Ces expériences de dépaysement ne sont pas seulement enrichissantes humainement, elles sont aussi constitutives de la façon dont je conçois la recherche en sciences sociales. C’est par la confrontation à d’autres contextes – sociaux, politiques, mais aussi académiques – que l’on peut déjouer les silences, les implicites et les impensés du cadre national qui nous est familier. L’attention à ce qui se joue « ailleurs » est pour moi une condition essentielle de la validité des connaissances en sciences sociales. Cela suppose de prendre le temps de l’enquête en terrain éloigné, de se frotter à des approches parfois différentes, d’analyser ces contextes, locaux et nationaux, dans toute leur épaisseur historique, institutionnelle et sociale, sans négliger les circulations et les interdépendances entre contextes. Ainsi, l’enquête sur les parentés LGBT que je mène se déploie à la fois en France, au Québec et au Chili, afin de rendre compte de trois dynamiques nationales de changement juridique, politique et social. 

Vous donnez le cours “Genre et sexualité” aux étudiants de Sciences Po en master 1 de sociologie, un cours qui mêle apports théoriques, réflexion collective et initiation aux pratiques de recherche. Que souhaiteriez-vous transmettre en priorité à vos étudiants ?

J’observe l’intérêt croissant des étudiants pour les enjeux de genre et de sexualité, qui les questionnent dans leur intimité comme dans leurs engagements. J’estime essentiel d’accompagner ces questionnements en les éclairant à partir des savoirs déjà constitués ou en construction en sciences sociales. Ce cours contribue ainsi à la transmission de l’héritage des études féministes menées depuis maintenant plusieurs décennies en France et ailleurs.

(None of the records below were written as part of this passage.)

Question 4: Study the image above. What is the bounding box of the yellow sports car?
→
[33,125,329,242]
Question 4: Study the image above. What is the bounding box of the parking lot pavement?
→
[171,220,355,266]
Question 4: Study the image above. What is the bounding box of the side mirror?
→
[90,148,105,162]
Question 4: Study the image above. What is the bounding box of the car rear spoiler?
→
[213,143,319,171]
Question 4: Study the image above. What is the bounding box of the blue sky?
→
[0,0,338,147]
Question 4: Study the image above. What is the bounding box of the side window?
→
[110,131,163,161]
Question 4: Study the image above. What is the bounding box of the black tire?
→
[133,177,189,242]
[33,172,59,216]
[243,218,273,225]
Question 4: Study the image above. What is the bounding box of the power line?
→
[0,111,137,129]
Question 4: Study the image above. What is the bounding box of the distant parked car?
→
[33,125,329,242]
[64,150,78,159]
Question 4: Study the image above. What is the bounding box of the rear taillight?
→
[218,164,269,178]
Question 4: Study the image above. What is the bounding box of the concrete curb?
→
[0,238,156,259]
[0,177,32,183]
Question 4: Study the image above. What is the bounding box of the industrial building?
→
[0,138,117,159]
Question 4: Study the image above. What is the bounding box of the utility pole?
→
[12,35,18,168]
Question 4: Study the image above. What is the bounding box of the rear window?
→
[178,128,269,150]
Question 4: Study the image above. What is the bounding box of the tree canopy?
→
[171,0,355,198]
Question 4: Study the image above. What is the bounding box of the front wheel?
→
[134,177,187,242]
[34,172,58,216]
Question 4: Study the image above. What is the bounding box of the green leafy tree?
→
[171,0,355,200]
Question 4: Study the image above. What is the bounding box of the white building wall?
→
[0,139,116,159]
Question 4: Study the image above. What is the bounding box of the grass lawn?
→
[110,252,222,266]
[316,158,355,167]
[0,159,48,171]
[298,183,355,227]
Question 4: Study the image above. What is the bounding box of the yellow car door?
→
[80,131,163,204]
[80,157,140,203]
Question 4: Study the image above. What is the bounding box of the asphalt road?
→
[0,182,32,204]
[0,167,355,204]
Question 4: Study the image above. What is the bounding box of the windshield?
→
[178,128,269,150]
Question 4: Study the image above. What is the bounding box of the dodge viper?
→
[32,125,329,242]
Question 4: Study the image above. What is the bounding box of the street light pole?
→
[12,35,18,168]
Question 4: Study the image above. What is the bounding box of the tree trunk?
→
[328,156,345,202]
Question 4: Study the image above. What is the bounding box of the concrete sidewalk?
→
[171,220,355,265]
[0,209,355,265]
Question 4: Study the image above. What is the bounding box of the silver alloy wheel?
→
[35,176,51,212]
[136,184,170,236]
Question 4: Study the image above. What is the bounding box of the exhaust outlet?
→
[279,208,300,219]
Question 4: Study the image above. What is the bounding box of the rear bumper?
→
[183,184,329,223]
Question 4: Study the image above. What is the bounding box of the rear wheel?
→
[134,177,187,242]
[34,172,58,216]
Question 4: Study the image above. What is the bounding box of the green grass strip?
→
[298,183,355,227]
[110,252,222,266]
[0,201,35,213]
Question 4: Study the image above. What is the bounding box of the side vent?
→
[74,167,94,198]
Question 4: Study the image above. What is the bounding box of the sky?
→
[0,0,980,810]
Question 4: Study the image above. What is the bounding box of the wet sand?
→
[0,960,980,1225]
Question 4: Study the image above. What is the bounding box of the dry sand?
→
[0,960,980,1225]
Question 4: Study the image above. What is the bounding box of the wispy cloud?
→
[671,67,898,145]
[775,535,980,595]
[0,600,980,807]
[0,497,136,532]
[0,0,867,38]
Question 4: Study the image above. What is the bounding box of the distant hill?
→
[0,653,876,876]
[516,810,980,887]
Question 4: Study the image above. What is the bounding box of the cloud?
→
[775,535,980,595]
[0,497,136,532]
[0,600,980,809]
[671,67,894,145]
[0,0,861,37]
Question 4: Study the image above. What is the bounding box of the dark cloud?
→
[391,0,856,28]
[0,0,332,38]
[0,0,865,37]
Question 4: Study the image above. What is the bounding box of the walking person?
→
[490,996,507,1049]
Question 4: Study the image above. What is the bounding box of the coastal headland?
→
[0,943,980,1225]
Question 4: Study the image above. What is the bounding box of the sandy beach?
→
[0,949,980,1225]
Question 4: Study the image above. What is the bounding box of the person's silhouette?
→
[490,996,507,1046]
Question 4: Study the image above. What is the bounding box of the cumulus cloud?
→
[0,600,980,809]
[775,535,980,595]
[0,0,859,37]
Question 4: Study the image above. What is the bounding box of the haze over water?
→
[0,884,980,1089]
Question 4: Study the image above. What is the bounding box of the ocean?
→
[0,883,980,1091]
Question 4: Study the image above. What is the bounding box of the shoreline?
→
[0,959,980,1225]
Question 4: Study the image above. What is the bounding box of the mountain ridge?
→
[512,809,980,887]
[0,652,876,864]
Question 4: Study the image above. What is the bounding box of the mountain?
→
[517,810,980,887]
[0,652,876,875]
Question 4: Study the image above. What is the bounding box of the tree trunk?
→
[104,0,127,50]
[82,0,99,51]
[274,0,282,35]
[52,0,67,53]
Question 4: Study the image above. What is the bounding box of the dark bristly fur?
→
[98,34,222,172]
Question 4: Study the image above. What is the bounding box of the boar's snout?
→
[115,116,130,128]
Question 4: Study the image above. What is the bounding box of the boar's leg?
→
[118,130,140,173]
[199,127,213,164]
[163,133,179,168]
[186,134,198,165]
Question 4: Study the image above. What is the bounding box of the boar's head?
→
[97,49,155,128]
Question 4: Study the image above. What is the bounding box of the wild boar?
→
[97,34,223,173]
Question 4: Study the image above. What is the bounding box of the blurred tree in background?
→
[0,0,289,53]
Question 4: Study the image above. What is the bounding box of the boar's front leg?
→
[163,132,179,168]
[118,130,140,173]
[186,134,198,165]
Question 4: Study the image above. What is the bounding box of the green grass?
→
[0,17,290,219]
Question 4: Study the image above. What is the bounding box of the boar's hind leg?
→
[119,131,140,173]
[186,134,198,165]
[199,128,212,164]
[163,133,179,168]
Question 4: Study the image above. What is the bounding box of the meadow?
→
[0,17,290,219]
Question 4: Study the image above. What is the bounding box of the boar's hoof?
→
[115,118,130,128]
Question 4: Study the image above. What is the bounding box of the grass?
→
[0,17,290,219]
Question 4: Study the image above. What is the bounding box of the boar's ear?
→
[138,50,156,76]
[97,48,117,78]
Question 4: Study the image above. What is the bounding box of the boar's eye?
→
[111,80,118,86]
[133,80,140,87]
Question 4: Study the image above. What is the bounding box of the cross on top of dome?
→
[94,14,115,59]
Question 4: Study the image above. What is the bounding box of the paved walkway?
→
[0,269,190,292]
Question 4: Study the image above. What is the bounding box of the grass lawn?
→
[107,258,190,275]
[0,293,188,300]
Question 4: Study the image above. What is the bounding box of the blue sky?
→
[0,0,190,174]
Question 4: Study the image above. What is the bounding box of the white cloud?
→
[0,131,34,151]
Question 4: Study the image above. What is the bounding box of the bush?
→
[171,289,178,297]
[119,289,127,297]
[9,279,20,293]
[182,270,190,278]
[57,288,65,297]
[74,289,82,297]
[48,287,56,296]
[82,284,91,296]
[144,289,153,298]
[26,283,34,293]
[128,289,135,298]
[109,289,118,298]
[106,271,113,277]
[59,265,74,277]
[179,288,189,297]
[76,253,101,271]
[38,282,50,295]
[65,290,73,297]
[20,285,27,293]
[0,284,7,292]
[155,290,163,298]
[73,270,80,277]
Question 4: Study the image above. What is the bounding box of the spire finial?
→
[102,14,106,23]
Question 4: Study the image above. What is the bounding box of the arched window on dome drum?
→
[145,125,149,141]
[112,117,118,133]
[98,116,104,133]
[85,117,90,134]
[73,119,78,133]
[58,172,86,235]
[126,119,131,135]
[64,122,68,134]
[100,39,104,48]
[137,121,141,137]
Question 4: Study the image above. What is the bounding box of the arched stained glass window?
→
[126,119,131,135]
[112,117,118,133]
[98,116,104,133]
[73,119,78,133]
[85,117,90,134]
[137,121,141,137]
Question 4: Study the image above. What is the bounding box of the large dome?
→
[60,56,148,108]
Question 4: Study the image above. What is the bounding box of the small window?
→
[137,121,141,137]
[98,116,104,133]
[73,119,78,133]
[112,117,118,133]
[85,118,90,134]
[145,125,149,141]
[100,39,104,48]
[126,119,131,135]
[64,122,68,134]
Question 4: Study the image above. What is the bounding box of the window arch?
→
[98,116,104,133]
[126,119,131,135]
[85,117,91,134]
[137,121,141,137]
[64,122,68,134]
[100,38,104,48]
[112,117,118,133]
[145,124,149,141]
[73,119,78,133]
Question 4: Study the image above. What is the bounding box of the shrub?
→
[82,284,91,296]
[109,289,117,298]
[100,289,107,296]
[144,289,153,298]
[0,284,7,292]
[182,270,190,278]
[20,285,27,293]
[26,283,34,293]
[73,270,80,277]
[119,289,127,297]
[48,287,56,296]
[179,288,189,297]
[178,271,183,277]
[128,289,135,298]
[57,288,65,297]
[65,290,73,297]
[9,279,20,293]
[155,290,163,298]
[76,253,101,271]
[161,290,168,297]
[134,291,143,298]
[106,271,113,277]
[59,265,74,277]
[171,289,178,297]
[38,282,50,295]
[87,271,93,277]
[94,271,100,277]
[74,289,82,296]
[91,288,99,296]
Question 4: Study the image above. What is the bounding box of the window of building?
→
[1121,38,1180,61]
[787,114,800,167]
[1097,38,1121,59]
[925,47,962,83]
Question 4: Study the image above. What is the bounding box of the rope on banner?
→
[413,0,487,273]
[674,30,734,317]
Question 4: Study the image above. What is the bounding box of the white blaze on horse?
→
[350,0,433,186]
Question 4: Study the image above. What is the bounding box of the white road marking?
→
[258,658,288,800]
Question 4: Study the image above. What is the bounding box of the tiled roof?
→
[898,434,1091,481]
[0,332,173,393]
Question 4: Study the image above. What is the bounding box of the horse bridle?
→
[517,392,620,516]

Mon objectif est que les étudiants soient en mesure de s’approprier ces savoirs pour contribuer à leur renouvellement, à l’aune des enjeux particulièrement saillants aujourd’hui et notamment les violences de genre, les sexualités minoritaires, la reconceptualisation des relations entre genre et sexe à l’aune des identités queer et trans, ou encore l’articulation entre le genre et les autres régimes de domination. 

Mais je ne cherche pas à former nécessairement des spécialistes du genre et de la sexualité. En fait, qu’on les prenne pour objets ou non, genre et sexualité informent les pratiques de recherche. Ce cours outille les étudiants pour prendre conscience des rapports de pouvoir qui se nouent dans les interactions entre sociologues et enquêtés, dans les enquêtes de terrain, mais aussi de la violence symbolique imposée par certaines formes d’identification statistique (notamment les catégories exclusives de « femme » et d’« homme »). Je cherche aussi à préparer les étudiants au risque de violences sexistes et sexuelles (VSS) sur les terrains, et à leur donner des ressources pour y faire face, de même que pour décrypter des relations problématiques qui pourraient se nouer avec leurs encadrants. En ce sens, le cours contribue à la prévention des VSS, désormais constituée en priorité à Sciences Po. Toutefois, ce cours n’a touché qu’une vingtaine d’étudiants cette année ; une telle formation gagnerait à mon sens à être élargie à d’autres publics que celui du master de sociologie. 

Le 17 mai est la journée mondiale contre l’homophobie, la transphobie et la biphobie, avez-vous un mot à dire aux différentes communautés de Sciences Po en ce jour ?

Se dire et vivre en tant que personne homo ou bisexuelle, voire en tant que personne trans, est indéniablement davantage possible aujourd’hui que dans les siècles précédents. Pourtant, cette visibilisation s’accompagne de formes renouvelées de violences, et les retours en arrière demeurent possibles, ainsi qu’on l’observe notamment aux États-Unis. Parce qu’elles engagent nos droits fondamentaux, ces questions concernent l’ensemble des communautés de Sciences Po : des étudiants aux salariés (il n’y pas de raison de penser que seuls « les jeunes » sont concernés !), des personnes LGBT aux personnes hétérosexuelles et cisgenre, qui gagnent à se former et à être à l’écoute. Comme pour toutes les dates visant à reconnaître les situations d’injustice, la conscientisation ne s’arrête évidemment pas au 17 mai, et ne doit pas se limiter aux violences les plus graves ou évidentes : elle se joue dans notre vie quotidienne, dans les relations que nous entretenons les uns avec les autres, dans les causes auxquelles nous participons, sur nos campus et ailleurs.